= Multiple Sclerosis Trust =

British health charity

The Multiple Sclerosis Trust (MS Trust) is an independent, national UK charity that was established in 1993.

The MS Trust works to provide information for anyone affected by multiple sclerosis, education programmes for health professionals, funding for practical research and campaigns for specialist MS services.

The Trust is based in the Spirella Building in Letchworth Garden City.

== Activities ==
The MS Trust provides an Information Service for all people affected by MS.

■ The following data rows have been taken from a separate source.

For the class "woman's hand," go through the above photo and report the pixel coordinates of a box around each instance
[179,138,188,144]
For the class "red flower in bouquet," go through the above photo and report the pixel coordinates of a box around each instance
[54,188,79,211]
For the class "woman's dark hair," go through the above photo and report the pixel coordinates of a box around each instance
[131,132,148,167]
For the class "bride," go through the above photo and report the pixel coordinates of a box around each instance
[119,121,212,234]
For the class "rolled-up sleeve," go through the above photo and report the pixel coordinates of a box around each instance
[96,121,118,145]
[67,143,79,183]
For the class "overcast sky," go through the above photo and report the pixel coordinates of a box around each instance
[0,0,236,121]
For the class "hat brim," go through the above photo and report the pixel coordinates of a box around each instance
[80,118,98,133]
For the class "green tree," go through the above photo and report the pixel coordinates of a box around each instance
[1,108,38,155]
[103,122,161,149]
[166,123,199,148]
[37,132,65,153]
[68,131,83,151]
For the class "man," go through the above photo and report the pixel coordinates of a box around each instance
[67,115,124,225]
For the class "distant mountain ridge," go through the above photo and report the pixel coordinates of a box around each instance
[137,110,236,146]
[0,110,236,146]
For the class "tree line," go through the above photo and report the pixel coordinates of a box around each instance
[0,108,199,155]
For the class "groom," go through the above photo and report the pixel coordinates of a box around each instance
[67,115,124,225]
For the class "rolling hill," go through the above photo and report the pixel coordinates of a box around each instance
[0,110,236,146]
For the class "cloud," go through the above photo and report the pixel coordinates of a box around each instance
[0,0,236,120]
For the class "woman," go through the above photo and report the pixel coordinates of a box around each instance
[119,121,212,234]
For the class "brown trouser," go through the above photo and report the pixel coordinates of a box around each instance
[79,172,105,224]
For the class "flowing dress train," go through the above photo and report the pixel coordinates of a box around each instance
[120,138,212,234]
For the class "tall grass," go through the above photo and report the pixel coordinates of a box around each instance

It also publishes a range of books, factsheets and DVDs on aspects of the condition. These include a DVD of exercises led by Mr Motivator.

== Campaigns ==
Campaigning is based on promoting access for people with MS to high quality specialist services

Recent campaigns have included:
- Supporting MS specialist nurses whose posts are threatened
- Monitoring the implementation of the NICE clinical guidelines for MS
- Campaigning for access to licensed symptomatic and disease modifying treatments.

== Research ==
The MS Trust has funded practical research which will improve services and therapies available for people with MS. Research currently being funded includes:

- Therapists in MS group, Pilates based core stability training
- University of Bristol, Bone marrow cell treatment for chronic multiple sclerosis
- University Hospital Birmingham and West Berkshire Community Hospital, A group fatigue management programme

==Fundraising==
The MS Trust receives more than half of its income from personal donations, legacies and Christmas card sales. The Trust has several ongoing fundraising projects, including parachuting, runs, and overseas treks.

==Patrons and supporters==
- Edith Rifkind
- Laurence and Jackie Llewelyn Bowen
- Sir John Harvey-Jones was President of the Trust from 2001 to 2008.